In Poland, all pregnant women should be offered information about screening methods in pregnancy, including a combined assessment of Down’s syndrome risk in the first trimester based on maternal age, nuchal translucency measurement, serum free β human chorionic gonadotropin (hCG), and pregnancy-associated plasma protein A (PAPP-A), called the double test or PAPP-A test, by the prenatal care physicians. Until 2007, all patients could have the test, but at their own expense. In 2008 in the Pomeranian region it became free for a group of patients over 35 as a result of introducing the Prenatal Screening Program. This resulted in higher frequency of referrals for invasive testing because of positive biochemical screening, because screening became available for many women who could not otherwise afford it.

Restricting invasive procedures to women at an increased risk has more than halved the proportion of women having an invasive procedure only because of advanced age [9]. We proved that introducing the Prenatal Screening Program in Poland reduced the percentage of women undergoing invasive procedures due to advanced maternal age only. Many of them have a possibility of choosing non-invasive testing and avoid a risk of loosing the pregnancy due to amniocentesis when the screening result is negative. More and more women do not see advanced maternal age as a risk factor strong enough to insist on invasive testing.

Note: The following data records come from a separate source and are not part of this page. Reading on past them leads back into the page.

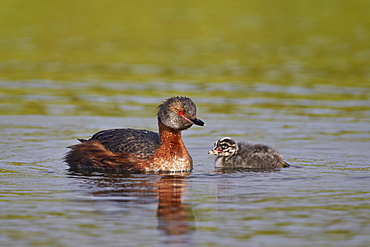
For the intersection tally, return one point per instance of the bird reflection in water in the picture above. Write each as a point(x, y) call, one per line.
point(175, 218)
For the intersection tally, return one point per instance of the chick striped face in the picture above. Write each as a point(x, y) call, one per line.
point(224, 147)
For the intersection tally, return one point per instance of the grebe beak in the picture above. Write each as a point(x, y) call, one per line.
point(197, 121)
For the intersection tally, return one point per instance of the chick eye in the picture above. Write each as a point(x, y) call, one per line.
point(224, 146)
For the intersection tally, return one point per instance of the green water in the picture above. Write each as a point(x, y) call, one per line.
point(294, 75)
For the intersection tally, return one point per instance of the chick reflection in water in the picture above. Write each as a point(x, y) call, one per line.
point(175, 218)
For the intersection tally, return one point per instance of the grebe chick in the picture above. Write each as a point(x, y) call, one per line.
point(245, 155)
point(141, 150)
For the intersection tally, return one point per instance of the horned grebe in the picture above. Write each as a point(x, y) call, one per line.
point(245, 155)
point(140, 150)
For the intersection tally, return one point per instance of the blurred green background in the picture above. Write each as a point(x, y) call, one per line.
point(199, 43)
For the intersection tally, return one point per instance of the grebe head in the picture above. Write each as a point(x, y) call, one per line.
point(178, 113)
point(224, 147)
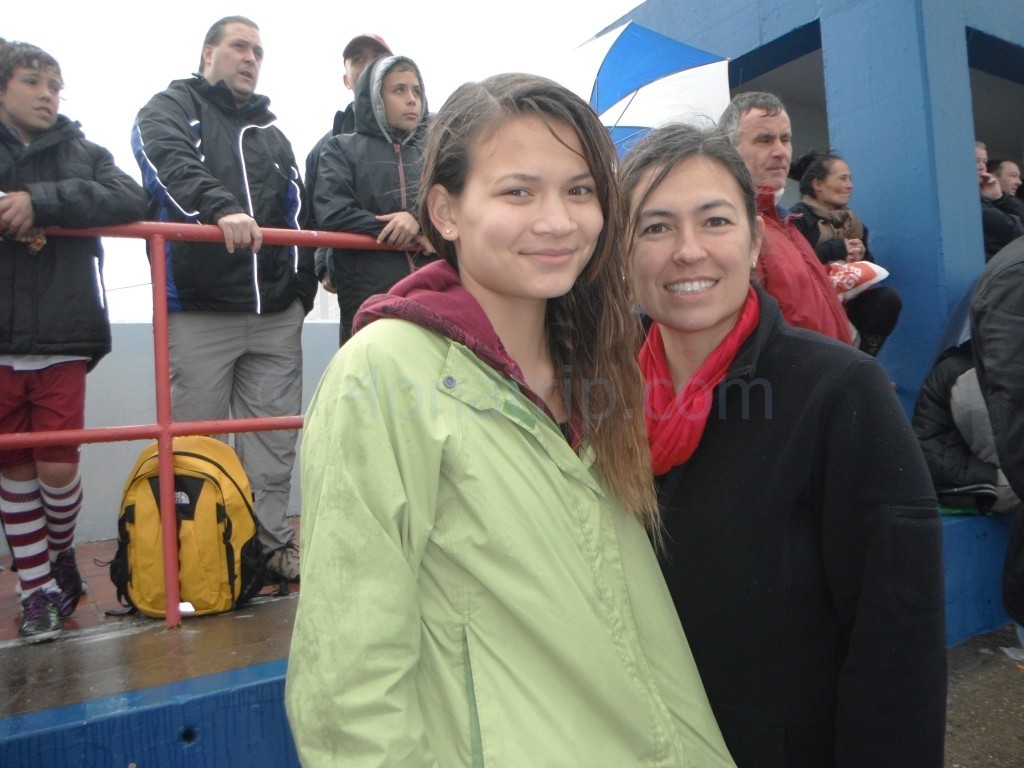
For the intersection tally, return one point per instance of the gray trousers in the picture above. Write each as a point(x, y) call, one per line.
point(242, 365)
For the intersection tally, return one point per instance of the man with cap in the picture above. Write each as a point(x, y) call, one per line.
point(360, 50)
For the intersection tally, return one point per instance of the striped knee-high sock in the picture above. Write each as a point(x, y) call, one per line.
point(25, 521)
point(61, 507)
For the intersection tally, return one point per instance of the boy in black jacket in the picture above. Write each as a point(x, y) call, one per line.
point(53, 323)
point(369, 183)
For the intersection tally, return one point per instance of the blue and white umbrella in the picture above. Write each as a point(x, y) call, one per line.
point(637, 79)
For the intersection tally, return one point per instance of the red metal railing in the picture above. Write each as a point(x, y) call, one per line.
point(165, 429)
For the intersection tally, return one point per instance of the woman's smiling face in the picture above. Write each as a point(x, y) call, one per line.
point(693, 249)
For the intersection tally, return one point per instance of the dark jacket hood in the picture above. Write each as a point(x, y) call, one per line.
point(64, 130)
point(434, 298)
point(370, 114)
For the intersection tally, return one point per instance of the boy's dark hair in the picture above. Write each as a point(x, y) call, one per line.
point(215, 33)
point(14, 54)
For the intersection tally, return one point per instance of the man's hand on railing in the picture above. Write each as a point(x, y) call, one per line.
point(400, 229)
point(241, 230)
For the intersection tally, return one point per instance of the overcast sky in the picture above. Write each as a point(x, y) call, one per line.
point(115, 54)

There are considerable difficulties in planning and investing funds by national health systems where combined screening is concerned. Screening does not lead directly to a reduction in number of the chromosomal abnormalities, but only helps in the decision as to whether to perform prenatal diagnosis of the chromosomal abnormality, which is neither curable nor preventable. The effect of combined screening is to avoid fetal deaths as a result of invasive diagnostic procedures performed on healthy fetuses, and implementation of this program should be supported at the national level [12]. The results of our analysis of the indication for amniocentesis in urban and rural patients revealed that after the introduction of the Prenatal Screening Program by the National Health Insurance agency in the Pomeranian region of Poland, amniocentesis was performed in both groups more often after an abnormal result of biochemical screening (a significant increase).

Conclusions

Introducing the Prenatal Screening Program in Poland decreased frequency of invasive testing for maternal age or giving birth to a child with malformations in a previous pregnancy. In the rural women, advanced maternal age is less frequently accepted as a reason for high-risk of fetal aneuploidy, which is probably a reason for the lower frequency of patients receiving amniocentesis for maternal age, and higher frequency for fetal malformation in ultrasound screening, genetic disease, or fetal malformation in the family history compared to the urban patients.

High risk detected in biochemical screening is still relatively rarely the reason for invasive testing. It should be emphasized that its popularization in both groups of patients may increase the detection rate. The Prenatal Screening Program needs to be continued for both public health and financial reasons.